There are no specialized treatments are available for the treatment of COVID-19 and several exploration relevant to the therapies of COVID-19 are becoming inadequate [2]. The available therapeutic options are limited to precautionary and provide support, employed for interception of additional consequences [2]. Few of the exploratory studies have encountered the combinations of existing drug candidates involving anti-HIV drugs such as lopinavir/ritonavir, remdesivir, arbidol, lamivudine tenofovir and disoproxil for therapeutic use against COVID-19 [5]. The recognition of protease as an attractive target to inhibit COVID-19 replication has emerged resulting in an investigation of drugs to target the viral protease [6,7,8].

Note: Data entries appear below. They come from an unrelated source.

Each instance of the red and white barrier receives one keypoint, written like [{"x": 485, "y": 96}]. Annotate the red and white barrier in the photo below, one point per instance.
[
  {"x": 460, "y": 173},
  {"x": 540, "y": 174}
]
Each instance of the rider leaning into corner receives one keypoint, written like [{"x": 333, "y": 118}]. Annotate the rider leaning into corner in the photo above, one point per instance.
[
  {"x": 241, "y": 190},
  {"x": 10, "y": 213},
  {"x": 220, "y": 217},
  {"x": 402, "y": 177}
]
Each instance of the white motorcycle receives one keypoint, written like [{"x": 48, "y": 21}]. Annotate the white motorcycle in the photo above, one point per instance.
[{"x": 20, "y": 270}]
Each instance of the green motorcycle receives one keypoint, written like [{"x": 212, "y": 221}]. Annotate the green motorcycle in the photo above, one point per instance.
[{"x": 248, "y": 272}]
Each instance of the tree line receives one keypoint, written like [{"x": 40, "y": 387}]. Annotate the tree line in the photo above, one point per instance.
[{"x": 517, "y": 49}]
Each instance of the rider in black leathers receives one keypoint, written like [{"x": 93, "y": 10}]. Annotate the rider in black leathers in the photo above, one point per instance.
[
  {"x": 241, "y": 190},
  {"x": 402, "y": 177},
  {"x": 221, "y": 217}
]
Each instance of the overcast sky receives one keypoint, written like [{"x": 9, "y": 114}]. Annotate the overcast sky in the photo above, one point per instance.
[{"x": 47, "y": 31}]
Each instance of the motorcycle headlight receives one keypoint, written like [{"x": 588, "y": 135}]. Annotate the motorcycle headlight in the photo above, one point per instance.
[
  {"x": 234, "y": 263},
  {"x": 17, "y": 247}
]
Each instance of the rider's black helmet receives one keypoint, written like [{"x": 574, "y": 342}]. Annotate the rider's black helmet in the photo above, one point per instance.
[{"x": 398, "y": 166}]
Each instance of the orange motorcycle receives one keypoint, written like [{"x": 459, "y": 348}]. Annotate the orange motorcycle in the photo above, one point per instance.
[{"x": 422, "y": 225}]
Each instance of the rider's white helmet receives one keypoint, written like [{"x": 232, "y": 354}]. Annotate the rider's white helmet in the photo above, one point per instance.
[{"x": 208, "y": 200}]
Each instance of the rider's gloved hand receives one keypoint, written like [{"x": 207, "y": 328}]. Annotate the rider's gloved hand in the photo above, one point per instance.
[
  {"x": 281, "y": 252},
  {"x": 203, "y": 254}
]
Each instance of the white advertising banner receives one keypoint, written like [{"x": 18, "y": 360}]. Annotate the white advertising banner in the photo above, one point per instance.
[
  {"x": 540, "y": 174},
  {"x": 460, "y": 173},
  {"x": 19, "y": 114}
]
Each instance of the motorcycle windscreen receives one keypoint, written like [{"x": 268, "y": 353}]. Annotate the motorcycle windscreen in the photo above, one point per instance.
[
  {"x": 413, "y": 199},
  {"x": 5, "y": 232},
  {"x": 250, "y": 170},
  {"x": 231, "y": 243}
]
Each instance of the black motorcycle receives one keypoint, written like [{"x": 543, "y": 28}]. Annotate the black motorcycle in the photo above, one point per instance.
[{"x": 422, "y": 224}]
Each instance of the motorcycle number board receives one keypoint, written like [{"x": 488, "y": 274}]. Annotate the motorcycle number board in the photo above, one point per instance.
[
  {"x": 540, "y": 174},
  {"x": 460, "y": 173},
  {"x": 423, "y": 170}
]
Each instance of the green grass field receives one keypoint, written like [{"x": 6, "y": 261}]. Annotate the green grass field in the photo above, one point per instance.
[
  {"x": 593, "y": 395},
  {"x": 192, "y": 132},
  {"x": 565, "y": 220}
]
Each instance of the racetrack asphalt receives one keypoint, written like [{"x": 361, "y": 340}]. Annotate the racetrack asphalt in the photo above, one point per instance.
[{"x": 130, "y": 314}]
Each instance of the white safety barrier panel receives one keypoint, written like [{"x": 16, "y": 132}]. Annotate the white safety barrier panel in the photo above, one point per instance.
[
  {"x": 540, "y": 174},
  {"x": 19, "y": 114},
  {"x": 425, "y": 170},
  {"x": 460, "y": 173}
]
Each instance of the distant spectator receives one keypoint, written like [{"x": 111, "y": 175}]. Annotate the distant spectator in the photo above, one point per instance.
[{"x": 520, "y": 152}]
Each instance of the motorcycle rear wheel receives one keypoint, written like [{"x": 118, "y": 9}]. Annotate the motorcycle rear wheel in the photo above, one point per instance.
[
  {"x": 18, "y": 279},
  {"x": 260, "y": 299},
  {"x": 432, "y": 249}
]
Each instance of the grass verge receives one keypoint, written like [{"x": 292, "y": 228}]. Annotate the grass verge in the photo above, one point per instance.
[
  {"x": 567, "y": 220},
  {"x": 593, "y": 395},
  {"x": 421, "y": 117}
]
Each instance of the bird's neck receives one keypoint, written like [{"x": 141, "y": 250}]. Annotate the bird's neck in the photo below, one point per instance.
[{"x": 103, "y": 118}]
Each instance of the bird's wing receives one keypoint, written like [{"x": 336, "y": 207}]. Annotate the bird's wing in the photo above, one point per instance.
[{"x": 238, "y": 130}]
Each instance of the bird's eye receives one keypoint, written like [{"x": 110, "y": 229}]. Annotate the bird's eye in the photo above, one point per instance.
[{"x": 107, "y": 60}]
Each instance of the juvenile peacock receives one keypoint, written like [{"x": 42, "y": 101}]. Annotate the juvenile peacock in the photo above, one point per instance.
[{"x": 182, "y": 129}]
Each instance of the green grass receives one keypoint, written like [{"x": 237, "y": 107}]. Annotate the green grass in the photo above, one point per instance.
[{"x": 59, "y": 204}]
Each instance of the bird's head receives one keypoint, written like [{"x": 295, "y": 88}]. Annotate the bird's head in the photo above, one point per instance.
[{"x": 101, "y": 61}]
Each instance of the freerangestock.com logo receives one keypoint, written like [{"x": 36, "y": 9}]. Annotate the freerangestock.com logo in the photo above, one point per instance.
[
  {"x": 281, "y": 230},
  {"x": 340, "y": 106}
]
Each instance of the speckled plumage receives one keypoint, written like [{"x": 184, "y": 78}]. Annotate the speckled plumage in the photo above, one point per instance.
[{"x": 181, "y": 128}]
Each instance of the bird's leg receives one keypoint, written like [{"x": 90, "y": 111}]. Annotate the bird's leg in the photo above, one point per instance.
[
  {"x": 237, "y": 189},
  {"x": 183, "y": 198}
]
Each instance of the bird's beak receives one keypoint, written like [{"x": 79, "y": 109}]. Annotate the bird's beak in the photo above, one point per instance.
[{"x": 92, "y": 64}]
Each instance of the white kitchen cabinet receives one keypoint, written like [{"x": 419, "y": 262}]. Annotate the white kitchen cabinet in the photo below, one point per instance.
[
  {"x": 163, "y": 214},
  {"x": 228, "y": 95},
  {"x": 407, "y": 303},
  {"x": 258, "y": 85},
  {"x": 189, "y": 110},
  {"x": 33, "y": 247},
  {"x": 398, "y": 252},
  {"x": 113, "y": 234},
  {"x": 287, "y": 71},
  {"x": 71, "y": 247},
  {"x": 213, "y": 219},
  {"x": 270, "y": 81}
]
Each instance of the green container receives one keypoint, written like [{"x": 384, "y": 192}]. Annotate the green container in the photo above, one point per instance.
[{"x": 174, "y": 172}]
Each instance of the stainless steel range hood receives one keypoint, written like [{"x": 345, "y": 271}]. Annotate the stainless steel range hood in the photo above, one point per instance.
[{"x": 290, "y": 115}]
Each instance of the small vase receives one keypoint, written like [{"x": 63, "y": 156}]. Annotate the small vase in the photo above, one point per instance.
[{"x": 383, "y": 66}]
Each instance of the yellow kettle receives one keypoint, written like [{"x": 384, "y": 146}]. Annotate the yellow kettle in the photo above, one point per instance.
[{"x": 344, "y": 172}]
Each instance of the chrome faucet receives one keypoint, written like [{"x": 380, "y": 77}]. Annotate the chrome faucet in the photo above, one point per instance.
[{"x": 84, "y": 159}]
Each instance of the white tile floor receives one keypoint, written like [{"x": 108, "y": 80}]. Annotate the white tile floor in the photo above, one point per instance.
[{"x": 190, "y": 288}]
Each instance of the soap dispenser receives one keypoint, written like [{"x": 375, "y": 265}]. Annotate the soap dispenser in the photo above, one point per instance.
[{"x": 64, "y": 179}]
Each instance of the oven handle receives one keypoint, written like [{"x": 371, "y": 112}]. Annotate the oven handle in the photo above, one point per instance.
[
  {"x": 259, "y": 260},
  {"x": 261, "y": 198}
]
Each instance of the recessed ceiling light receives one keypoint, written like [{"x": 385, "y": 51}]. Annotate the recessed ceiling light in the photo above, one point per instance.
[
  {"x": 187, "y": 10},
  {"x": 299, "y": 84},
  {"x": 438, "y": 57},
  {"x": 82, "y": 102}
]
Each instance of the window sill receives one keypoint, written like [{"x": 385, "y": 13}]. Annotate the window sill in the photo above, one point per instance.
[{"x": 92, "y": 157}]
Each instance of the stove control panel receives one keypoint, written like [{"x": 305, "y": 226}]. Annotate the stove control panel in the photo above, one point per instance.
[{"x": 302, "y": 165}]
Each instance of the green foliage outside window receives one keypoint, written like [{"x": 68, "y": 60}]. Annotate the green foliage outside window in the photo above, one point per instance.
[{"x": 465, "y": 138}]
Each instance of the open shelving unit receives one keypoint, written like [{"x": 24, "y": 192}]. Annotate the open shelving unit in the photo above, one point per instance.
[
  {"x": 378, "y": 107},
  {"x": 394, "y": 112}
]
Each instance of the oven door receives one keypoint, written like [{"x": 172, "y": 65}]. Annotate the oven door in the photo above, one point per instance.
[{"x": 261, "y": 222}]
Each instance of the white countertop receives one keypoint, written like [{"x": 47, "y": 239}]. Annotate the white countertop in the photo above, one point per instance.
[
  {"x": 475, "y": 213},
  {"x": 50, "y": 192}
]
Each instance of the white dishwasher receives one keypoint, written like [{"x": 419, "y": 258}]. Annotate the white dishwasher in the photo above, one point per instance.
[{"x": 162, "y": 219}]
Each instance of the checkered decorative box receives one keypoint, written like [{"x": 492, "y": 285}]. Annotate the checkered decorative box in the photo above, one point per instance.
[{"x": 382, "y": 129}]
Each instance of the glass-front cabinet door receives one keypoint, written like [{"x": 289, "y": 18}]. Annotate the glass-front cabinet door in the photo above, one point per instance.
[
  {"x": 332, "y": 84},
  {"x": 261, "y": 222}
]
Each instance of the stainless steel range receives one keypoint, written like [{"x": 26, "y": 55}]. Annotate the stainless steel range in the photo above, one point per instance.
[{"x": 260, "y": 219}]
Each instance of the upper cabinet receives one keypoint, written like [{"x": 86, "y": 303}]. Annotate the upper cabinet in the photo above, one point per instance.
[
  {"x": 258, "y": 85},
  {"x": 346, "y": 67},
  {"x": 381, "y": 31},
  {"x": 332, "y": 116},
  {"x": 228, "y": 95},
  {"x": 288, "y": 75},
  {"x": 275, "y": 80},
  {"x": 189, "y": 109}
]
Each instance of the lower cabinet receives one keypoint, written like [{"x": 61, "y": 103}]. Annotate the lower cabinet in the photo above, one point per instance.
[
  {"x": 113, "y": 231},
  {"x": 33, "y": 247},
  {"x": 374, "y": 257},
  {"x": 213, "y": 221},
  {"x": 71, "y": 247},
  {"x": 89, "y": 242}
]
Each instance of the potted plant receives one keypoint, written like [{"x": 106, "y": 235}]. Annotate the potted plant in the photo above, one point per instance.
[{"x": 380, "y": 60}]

Herbal plants provide a wide variety of integral and alternative medicine which may assist to solve the many puzzles behind many viral diseases [9]. Herbal remedies such as plant extract, plant-derived hybrid (phytoconstituents) herbal plant extract from specific parts of the plant (stem, roots, seed, barks, food and flower), nutraceuticals as well as nutritional supplements observe applications in treating disease vary from frequent to rare infectious and non-infectious ailments [10, 11]. A report of the World Health Organization (WHO), 80% of the human being in developing nations depends on traditional plants for health requirements [12, 13]. Many research has evidenced about plants derived products and their preparations promising tool against many viral infectious outbreaks [9]. Considering the low toxicity screening of herbal medicine [14] they can be employed extensively to target COVID-19 [15]. The main protease referred to as Mpro (3CLpro) recognized as a promising target among coronaviruses as it is primarily involved in the processing of viral polyproteins translated from viral RNA [6]. Since we have already investigated in-silico anti-COVID-19 activity of some potential drug candidates [16], in this mini-research we summarize the potential phytoconstituents that could target the main protease for treatment of nCoV-2019 by employing molecular docking tool. We proposed some natural products including glycyrrhizin, bicylogermecrene, tryptanthrine, β-sitosterol, indirubin, indican, indigo, hesperetin, crysophanic acid, rhein, berberine and β-caryophyllene as potential candidate for exerting the anti-viral activity against SARS-CoV-2 infection using molecular docking study.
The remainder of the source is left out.